Now that the 10-part Netflix documentary series has become an international sensation, the NYT sent Davey back to Manitowoc County. Not to dig up anything new that Ricciardi, Demos, and a host of other real-life characters involved hadn’t already stirred up with media interviews and reports, of course, but to see for herself how much Manitowoc had changed in more than a decade. That, and to find out how the area was coping with its newfound — though mostly negative — fame.
As one of the few people willing to talk to Davey puts it:
“We lived through this 10 years ago,” Jason Ring, the president of the Manitowoc Area Visitor and Convention Bureau, said from a counter covered in maps and brochures.
“We made our judgment, and the trial came to an end, and locally most people were in support of that,” Mr. Ring said. “Now it’s back — by no choosing or no doing of anyone in this community.”
“So that’s the first point of injustice,” he added. “That we have to live through it again.”

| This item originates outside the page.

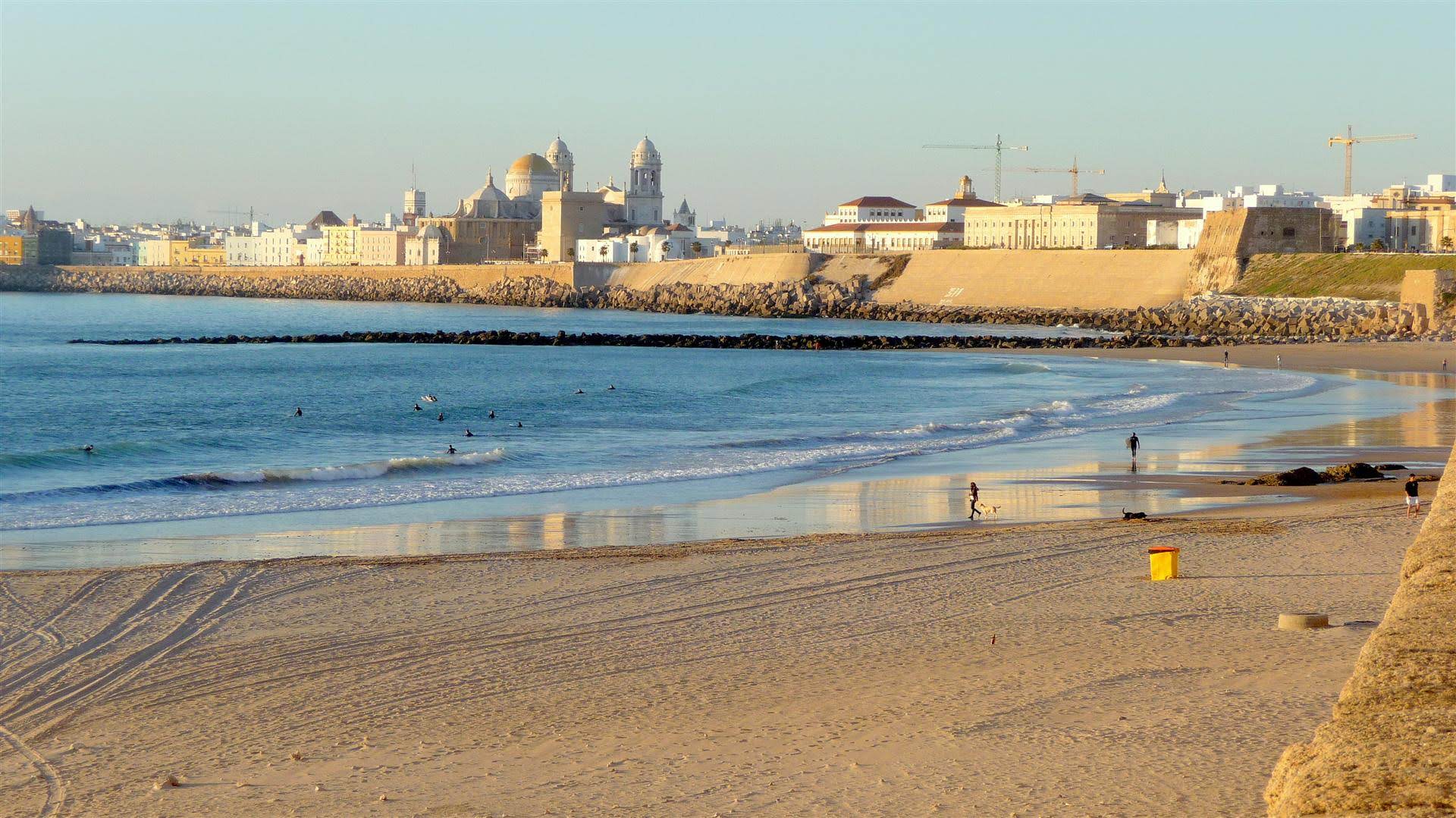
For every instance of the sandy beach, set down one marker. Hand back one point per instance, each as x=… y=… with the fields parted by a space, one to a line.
x=983 y=670
x=830 y=674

Unsurprisingly, local governmental, police and business officials were unwilling to talk to Davey. Aside from one businesswoman’s safety concerns over an apparent protest, no concrete reasons were given, though it isn’t difficult to guess that most people in Manitowoc are simply tired of all the exposure. And as Ring noted above, everyone wasn’t happy about having to relive the local media frenzy from 10 years prior.
Then again, a more recent phenomena has also soured area residents to the press’s presence and questions about Making a Murderer — all the backlash. From online reviews and angry threats, to trolling posters and other occurrences, Manitowoc’s many electronic and physical lines of communication are rife with viewers who think the county falsely imprisoned Avery and his nephew, Brendan Dassey.
As Ricciardi put it in conversation with Davey:
“We have empathy for Manitowoc because we know that people have been reaching out in unkind ways and posting things about the city and the county,” Ms. Ricciardi said. “That’s an unfortunate response, because we have always wanted the series to be constructive, not destructive.”
Perhaps the most heartbreaking moment, however, comes in article’s final moments spent with Avery’s mother, Dolores. When Davey asked her about all the interest Making a Murderer had dumped on her family’s story, the matriarch brushed it aside as if she didn’t want to talk about it. “I’m too old for this,” she said. “It’s too much.”